- Boynunu bağlayıp padişaha götürdüler, dediler ki: Bu, ben Tanrı elçisiyim demekte. 1120
- گردنش بستند و بردندش به شاه ** کین همی گوید رسولم از اله
- Halk, bu ne hiledir, bu ne saçma ve kötü şey diye karınca ve çekirge gibi başına üşüşmüş.
- خلق بر وی جمع چون مور و ملخ ** که چه مکرست و چه تزویر و چه فخ
- Eğer bu, yokluk aleminden elçi olarak gelmişse diyorlar, biz hep peygamberiz hep yüceyiz.
- گر رسول آنست که آید از عدم ** ما همه پیغامبریم و محتشم
- Biz de oradan garip olarak geldik, neden bu peygamberlik, sana mahsus olsun?
- ما از آنجا آمدیم اینجا غریب ** تو چرا مخصوص باشی ای ادیب
- Siz de uyuyan bir çocuk gibi yoldan, duraktan habersiz bir halde gelmediniz mi?
- نه شما چون طفل خفته آمدیت ** بیخبر از راه وز منزل بدیت
- Duraklarda uykuda ve sarhoş olarak geçtiniz. Yoldan, yukarıdan, aşağıdan bir haberiniz bile yoktu. 1125
- از منازل خفته بگذشتید و مست ** بیخبر از راه و از بالا و پست
- Bizse hoş bir halde beş duygu ve altı cihet aleminin ötesinden ta beş duygu ve altı cihet alemine kadar uyanık olarak yürüdük.
- ما به بیداری روان گشتیم و خوش ** از ورای پنج و شش تا پنج و شش
- Kılavuzlarımız haberdardı yol biliyorlardı. Onun için durakların aslını temelini gördük.

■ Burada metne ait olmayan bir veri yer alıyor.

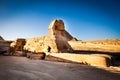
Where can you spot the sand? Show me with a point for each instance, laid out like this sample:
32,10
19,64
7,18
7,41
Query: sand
22,68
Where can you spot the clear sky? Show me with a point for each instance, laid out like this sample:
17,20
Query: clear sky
84,19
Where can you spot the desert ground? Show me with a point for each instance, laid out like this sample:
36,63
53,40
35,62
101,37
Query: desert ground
22,68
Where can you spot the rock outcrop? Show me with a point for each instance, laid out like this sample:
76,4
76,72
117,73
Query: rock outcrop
4,46
56,40
60,41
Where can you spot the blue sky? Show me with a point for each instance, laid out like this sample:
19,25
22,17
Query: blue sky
84,19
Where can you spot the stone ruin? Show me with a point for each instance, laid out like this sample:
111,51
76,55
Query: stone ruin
60,41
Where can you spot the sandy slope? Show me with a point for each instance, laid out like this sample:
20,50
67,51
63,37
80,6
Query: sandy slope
21,68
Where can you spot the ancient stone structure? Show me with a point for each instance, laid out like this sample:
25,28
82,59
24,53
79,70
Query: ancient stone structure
56,41
16,47
59,36
4,46
60,41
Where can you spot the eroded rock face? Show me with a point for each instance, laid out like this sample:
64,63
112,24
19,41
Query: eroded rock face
59,36
56,41
16,47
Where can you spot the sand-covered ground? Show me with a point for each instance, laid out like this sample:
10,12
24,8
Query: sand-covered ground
22,68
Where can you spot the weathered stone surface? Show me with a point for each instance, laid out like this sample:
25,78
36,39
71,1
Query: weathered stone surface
59,40
56,41
16,47
4,47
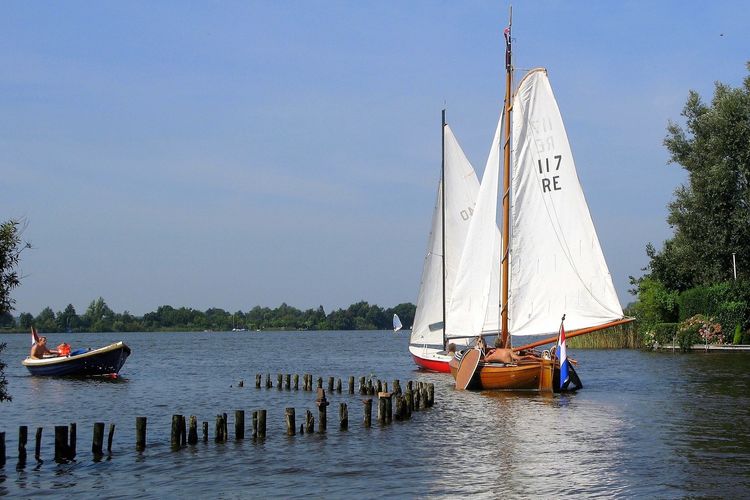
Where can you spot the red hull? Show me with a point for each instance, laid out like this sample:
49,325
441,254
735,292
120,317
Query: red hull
432,365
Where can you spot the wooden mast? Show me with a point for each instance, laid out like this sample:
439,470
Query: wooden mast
506,186
442,232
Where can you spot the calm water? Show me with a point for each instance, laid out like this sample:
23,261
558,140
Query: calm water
645,425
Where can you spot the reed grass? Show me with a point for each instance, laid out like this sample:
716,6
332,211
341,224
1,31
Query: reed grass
616,337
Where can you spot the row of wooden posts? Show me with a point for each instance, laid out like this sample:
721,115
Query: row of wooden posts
416,397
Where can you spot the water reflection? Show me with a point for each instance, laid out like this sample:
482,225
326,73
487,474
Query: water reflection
645,425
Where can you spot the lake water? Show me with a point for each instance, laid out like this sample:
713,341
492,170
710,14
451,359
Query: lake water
646,424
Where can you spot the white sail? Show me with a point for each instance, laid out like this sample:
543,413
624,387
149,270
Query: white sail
396,323
461,194
557,265
474,306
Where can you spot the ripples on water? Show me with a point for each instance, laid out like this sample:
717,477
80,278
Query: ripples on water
645,424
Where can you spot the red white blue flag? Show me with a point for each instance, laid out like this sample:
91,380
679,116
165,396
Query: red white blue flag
34,336
562,353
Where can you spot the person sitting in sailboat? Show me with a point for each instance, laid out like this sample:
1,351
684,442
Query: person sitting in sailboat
499,354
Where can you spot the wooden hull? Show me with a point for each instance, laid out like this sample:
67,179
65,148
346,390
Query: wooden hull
103,361
527,375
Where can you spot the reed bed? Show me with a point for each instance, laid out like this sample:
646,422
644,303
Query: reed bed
617,337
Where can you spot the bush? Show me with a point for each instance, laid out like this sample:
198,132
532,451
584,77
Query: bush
664,333
697,330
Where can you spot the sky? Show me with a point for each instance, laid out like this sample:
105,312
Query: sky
240,153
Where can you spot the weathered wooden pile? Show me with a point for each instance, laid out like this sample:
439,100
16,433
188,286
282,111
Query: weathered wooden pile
391,405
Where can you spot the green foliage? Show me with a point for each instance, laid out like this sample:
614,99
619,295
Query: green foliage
737,335
665,333
11,247
100,318
699,329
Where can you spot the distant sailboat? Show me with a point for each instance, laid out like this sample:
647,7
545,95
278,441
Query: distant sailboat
456,196
396,323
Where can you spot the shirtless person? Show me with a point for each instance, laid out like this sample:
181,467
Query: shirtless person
500,355
39,349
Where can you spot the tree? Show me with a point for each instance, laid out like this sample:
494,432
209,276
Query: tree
710,214
11,247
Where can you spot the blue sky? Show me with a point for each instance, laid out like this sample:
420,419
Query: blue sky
233,154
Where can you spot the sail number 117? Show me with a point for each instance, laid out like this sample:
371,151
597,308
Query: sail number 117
545,167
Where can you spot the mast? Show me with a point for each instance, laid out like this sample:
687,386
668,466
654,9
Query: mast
442,191
506,185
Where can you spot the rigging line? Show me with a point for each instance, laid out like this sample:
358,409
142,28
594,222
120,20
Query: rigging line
557,225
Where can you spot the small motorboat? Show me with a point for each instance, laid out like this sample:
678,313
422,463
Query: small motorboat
82,362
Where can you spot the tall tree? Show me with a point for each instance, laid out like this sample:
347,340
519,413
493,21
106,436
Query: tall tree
710,213
11,247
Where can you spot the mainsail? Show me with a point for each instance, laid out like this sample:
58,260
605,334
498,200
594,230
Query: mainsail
461,193
557,265
474,306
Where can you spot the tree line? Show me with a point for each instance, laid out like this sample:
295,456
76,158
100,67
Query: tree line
99,317
696,287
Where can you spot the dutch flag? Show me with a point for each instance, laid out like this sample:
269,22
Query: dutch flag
563,355
34,336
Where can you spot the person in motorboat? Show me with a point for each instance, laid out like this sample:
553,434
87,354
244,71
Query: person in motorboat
40,349
500,354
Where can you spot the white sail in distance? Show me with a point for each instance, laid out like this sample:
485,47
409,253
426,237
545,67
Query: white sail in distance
557,265
462,187
396,323
474,306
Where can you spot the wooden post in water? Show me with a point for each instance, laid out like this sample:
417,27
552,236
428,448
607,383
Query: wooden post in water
309,422
175,434
322,403
23,436
262,424
61,443
72,441
110,437
290,424
368,412
399,413
409,396
219,429
140,434
97,439
343,417
239,424
193,430
38,447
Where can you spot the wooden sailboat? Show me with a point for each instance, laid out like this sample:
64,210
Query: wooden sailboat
552,263
457,194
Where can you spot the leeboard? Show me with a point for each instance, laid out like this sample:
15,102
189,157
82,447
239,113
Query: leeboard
467,368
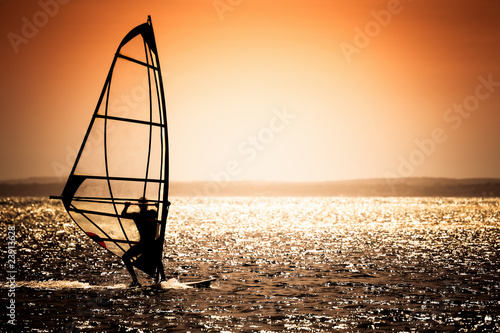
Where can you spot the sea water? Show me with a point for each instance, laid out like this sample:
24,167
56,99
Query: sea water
296,264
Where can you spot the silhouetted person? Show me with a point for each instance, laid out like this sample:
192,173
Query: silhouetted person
146,222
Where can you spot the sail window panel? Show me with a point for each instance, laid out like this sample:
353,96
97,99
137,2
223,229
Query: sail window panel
135,49
94,231
93,189
156,109
129,95
127,149
92,161
156,159
133,190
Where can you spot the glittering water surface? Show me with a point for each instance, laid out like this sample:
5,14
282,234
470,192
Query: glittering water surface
298,264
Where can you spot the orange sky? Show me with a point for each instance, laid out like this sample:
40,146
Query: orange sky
283,89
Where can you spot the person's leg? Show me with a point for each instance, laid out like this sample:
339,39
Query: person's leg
132,252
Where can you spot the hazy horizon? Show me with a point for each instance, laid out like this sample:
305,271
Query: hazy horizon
259,91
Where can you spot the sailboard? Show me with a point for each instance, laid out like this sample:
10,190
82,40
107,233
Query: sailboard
124,159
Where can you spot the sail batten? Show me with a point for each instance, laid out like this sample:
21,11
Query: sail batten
124,156
122,56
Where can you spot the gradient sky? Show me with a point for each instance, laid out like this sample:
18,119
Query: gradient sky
266,89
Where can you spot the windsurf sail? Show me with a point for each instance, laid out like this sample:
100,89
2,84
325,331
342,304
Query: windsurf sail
124,154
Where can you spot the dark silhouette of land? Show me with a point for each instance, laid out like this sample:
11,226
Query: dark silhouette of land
419,187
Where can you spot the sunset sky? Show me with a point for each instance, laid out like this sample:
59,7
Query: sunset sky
285,90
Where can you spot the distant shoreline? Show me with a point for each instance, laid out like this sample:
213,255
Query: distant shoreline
404,187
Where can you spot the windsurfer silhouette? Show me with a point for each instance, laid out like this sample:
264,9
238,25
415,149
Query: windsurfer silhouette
146,222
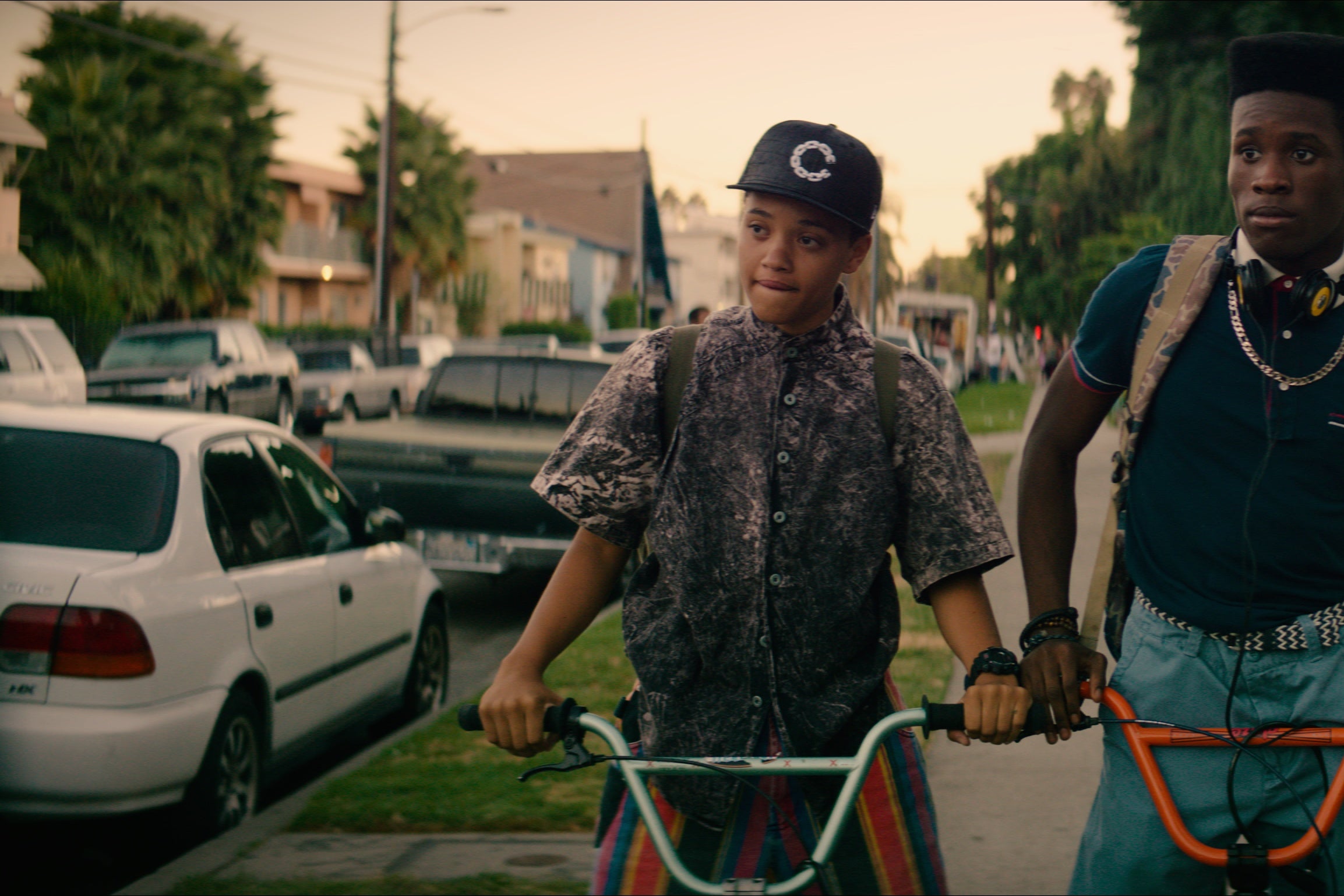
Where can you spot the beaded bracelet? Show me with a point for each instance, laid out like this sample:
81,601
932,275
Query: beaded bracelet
1058,618
1039,639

- دیده منزلها ز اصل و از اساس ** چون قلاووز آن خبیر و رهشناس
- Peygamberlik davasına kalkışsan hakkında padişaha, ona işkence ettir de bir daha bu çeşit söz söylemesin dediler.
- شاه را گفتند اشکنجهش بکن ** تا نگوید جنس او هیچ این سخن
- Padişah, onu pek bitkin pek zayıf gördü. Bir sille vurulsa ölüverecekti.
- شاه دیدش بس نزار و بس ضعیف ** که به یک سیلی بمیرد آن نحیف
- Artık onu dövmenin ona işkence etmenin imkanı mı vardı? Bedeni adeta cama dönmüştü. 1130
- کی توان او را فشردن یا زدن ** که چو شیشه گشته است او را بدن
- Padişah, ona güzellikle neden bu serkeşlik davasına giriştin? Diye sorayım,
- لیک با او گویم از راه خوشی ** که چرا داری تو لاف سر کشی
- Burada sertlik iş görmez tatlı dil, yılanı bile ininden çıkarır dedi.
- که درشتی ناید اینجا هیچ کار ** هم به نرمی سر کند از غار مار
- Halkı onun başından dağıttı. Padişah iyi bir adamdı zikri, virdi de iyilikti.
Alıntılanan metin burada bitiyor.